ISLAMABAD: While both Pakistan and the United States have concluded technical talks for normalising strained relations, it was learnt Saturday that a middle way approach was on the cards for imposing a transit fee on Nato containers passing through Pakistani territory.
A senior Pakistani official speaking to The News on the condition of anonymity said that the Obama administration was contemplating different options in a bid to normalise its strained relations with Pakistan. Given that Islamabad was still insisting on an “apology” for last November’s Salala incident, Washington seemed to be inclined towards using the term “sorry” so as to end the ongoing stalemate between the two sides.
According to sources, Washington was also considering undertaking the rehabilitation of road infrastructure in order to open up suspended supply routes, and various options were under consideration for Congressional approval in this regard. Authorities in Islamabad have estimated that the heavy flow of Nato/Isaf supplies over the past decade have caused damage worth $1.6 billion to Pakistan’s road infrastructure.
A top government official told The News during background discussions, “After [the] election of a prime minister, this issue will be settled between the both sides.”
There was initially a huge gap between the estimation worked out by the Pakistani side and the US, as Islamabad forwarded its proposal to impose a fee of $5,500 per container while Washington kick-started its offer with the meagre suggestion of $223 to $500 per container. “Now we have suggested [a] middle way to find a solution to this stalemate, but the ultimate decision will be taken by political leadership of both countries,” the official added.
When contacted, Foreign Office Spokesman Moazzam Khan said that technical talks between both sides had concluded, and that the US team had already returned back to Washington. “Now it is up to [the] political leadership of both countries to take final the decisions,” he said, adding that no timeframe could be given regarding when these decisions would be taken.
US Embassy Spokesman Mark Stroh, meanwhile, confirmed that the US team had left Pakistan after concluding technical talks. “We are waiting for Pakistan’s response in this regard.
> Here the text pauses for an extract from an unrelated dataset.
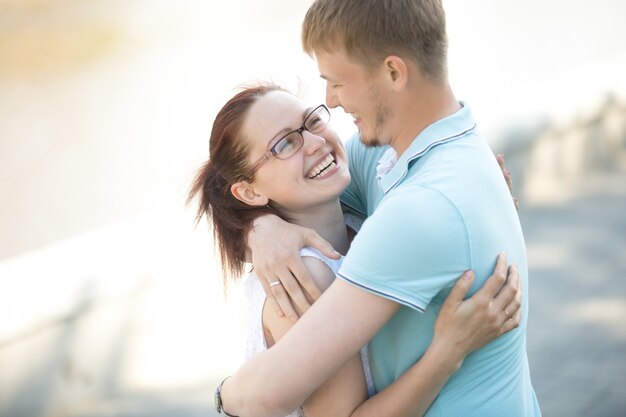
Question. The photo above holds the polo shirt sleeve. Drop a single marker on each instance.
(362, 163)
(415, 245)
We are ready for moving ahead and a formal response from Islamabad is awaited,” he maintained.
Just a couple of days ahead of Supreme Court judgement disqualifying the former Prime Minister Gilani, Islamabad and Washington concluded talks and now a final decision is due to be taken by the political leadership of both countries for restoring Nato supplies on the basis of mutual agreement.
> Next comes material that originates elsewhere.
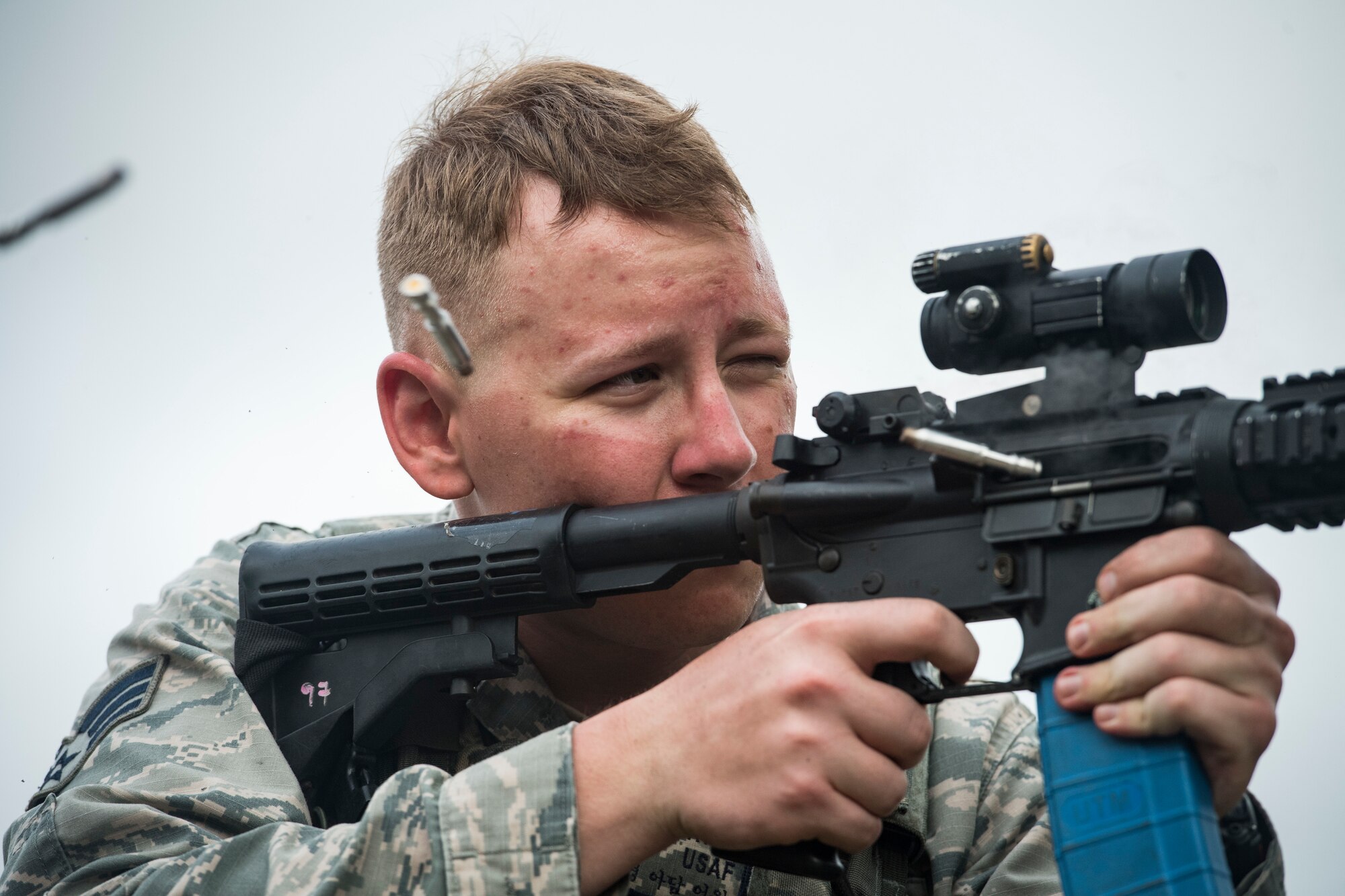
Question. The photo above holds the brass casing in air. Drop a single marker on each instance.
(1036, 253)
The official said that the United States was not ready to provide the $5,500 transit fee per container on the basis that the cost via the Northern route stood at $14,000, and that by using Pakistani territory the cost was $7,500 per container, and so by adding a $5,500 levy its cost became similar to that of the Northern route.
“We have asked the US to rehabilitate the Peshwar-Torkhum road, as well as the Chaman road, and Washington is finding ways and means to get approval from Congress to finance these projects,” said the official.
Keeping in view the damages caused by Nato containers, the National Highway Authority (NHA) Saturday estimated that $1.6 billion would be required for the rehabilitation of roads.
Pakistan initially demanded $5,000 per container, as this cost involved the shipping cost of goods beginning in the US. For goods coming from the Northern routes, 55 to 60 percent of the journey takes place via the land route, while 40 to 45 percent takes place via the sea route.
With Nato goods coming from Pakistan, however, almost 80 to 85 percent of the journey takes place by sea while the remaining 15 to 20 percent of the travelling takes place on land, which is more cost effective and cheaper when compared to the alternate routes available to Nato forces. When Finance Ministry Spokesman Rana Assad Amin was asked about the restoration of the Nato supply line, he said he was not aware about the subject, nor was he a part of ongoing talks.